Finding the first index in a list greater than a particular value

Sun Aug 14 23:01:22 EDT 2016

On Sun, Aug 14, 2016 at 2:21 PM Atri Mahapatra <atri.mahapatra at gmail.com>
wrote:
> I have a list of dictionaries which look like this:
> [{'Width': 100, 'Length': 20.0, 'Object': 'Object1'}, {'Width': 12.0,
> 'Length': 40.0, 'Object': 'Object2'}...... so on till 10]
>> I would like to find the first index in the list of dictionaries whose
> length is greater than a particular value
>> f=lambda seq, m: [ii for ii in range(0, len(seq)) if seq[ii]['Length'] >
> m][0] and it throws an error
>> can anyone suggest a way to do it?
>
There's no need to play code golf (squishing your thoughts into one line).

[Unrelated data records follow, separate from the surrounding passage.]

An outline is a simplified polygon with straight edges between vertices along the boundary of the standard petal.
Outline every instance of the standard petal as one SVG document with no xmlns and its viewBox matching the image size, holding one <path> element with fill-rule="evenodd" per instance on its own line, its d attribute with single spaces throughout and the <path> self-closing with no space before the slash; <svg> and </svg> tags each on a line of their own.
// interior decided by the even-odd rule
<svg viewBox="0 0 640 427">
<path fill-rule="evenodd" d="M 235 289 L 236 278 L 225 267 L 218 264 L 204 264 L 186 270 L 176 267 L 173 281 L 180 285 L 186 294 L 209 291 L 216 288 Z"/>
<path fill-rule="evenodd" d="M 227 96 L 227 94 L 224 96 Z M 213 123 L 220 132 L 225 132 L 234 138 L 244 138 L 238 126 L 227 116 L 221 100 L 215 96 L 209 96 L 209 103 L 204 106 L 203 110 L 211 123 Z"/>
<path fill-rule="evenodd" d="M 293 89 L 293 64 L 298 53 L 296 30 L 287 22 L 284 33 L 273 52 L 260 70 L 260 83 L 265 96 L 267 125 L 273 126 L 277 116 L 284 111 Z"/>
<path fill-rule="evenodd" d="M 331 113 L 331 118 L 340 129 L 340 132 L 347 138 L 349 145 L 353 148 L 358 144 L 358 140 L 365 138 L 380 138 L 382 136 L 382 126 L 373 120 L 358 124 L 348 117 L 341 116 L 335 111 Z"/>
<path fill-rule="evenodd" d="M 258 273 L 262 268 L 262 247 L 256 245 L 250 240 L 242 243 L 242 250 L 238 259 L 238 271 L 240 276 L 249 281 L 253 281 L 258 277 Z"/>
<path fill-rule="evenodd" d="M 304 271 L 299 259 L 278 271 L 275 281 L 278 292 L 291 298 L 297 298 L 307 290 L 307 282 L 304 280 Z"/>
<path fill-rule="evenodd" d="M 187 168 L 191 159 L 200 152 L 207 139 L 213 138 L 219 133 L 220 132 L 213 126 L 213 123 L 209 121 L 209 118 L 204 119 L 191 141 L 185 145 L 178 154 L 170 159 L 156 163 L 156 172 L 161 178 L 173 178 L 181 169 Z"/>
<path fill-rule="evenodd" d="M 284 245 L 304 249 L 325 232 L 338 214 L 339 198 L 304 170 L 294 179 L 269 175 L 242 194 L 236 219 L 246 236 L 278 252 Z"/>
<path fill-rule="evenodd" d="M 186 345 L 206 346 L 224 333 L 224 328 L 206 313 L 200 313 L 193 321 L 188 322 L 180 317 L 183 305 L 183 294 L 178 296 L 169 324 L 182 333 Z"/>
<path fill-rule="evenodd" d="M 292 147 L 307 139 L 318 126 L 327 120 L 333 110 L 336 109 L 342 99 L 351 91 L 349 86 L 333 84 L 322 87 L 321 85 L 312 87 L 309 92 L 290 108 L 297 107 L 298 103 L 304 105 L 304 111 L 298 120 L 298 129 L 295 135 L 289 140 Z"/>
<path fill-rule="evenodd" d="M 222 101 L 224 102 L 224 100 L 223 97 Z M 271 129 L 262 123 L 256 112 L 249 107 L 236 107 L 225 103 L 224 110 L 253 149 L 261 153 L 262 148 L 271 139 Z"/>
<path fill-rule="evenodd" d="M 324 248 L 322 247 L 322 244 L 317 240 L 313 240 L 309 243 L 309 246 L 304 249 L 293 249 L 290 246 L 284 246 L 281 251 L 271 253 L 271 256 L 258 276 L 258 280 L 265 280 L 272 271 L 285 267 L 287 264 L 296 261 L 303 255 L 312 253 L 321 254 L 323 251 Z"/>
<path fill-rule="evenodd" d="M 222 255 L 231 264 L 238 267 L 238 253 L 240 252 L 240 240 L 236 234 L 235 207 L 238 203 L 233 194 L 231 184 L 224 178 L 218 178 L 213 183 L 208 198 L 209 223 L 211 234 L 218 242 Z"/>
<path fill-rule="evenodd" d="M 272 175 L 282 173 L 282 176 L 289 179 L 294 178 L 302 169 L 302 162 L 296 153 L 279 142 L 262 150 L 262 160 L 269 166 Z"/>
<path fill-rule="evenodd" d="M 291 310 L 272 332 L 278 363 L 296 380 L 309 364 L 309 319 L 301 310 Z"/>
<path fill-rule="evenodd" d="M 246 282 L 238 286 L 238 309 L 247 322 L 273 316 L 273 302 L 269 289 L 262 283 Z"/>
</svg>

 def index_of_first_record_of_minimum_size(records, m):
 'records is an iterable of dictionaries'
 for i, dictionary in enumerate(list_of_dicts):
 if dictionary['Length'] > m:
 return i
 raise ValueError('no record found with "Length" greater than %r' %
(m,))
If you have trouble coming up with a good name for a function, that
suggests you are either doing too much or too little with that function. If
you want the same task outside of a function, change the return to a break.
 if not records:
 raise ValueError('no records found')
 for index, d in enumerate(records):
 if d['Length'] > m:
 break # `index` is now the index of the first record of minimum
length
 else:
 raise ValueError('no record found with "Length" greater than %r' %
(m,))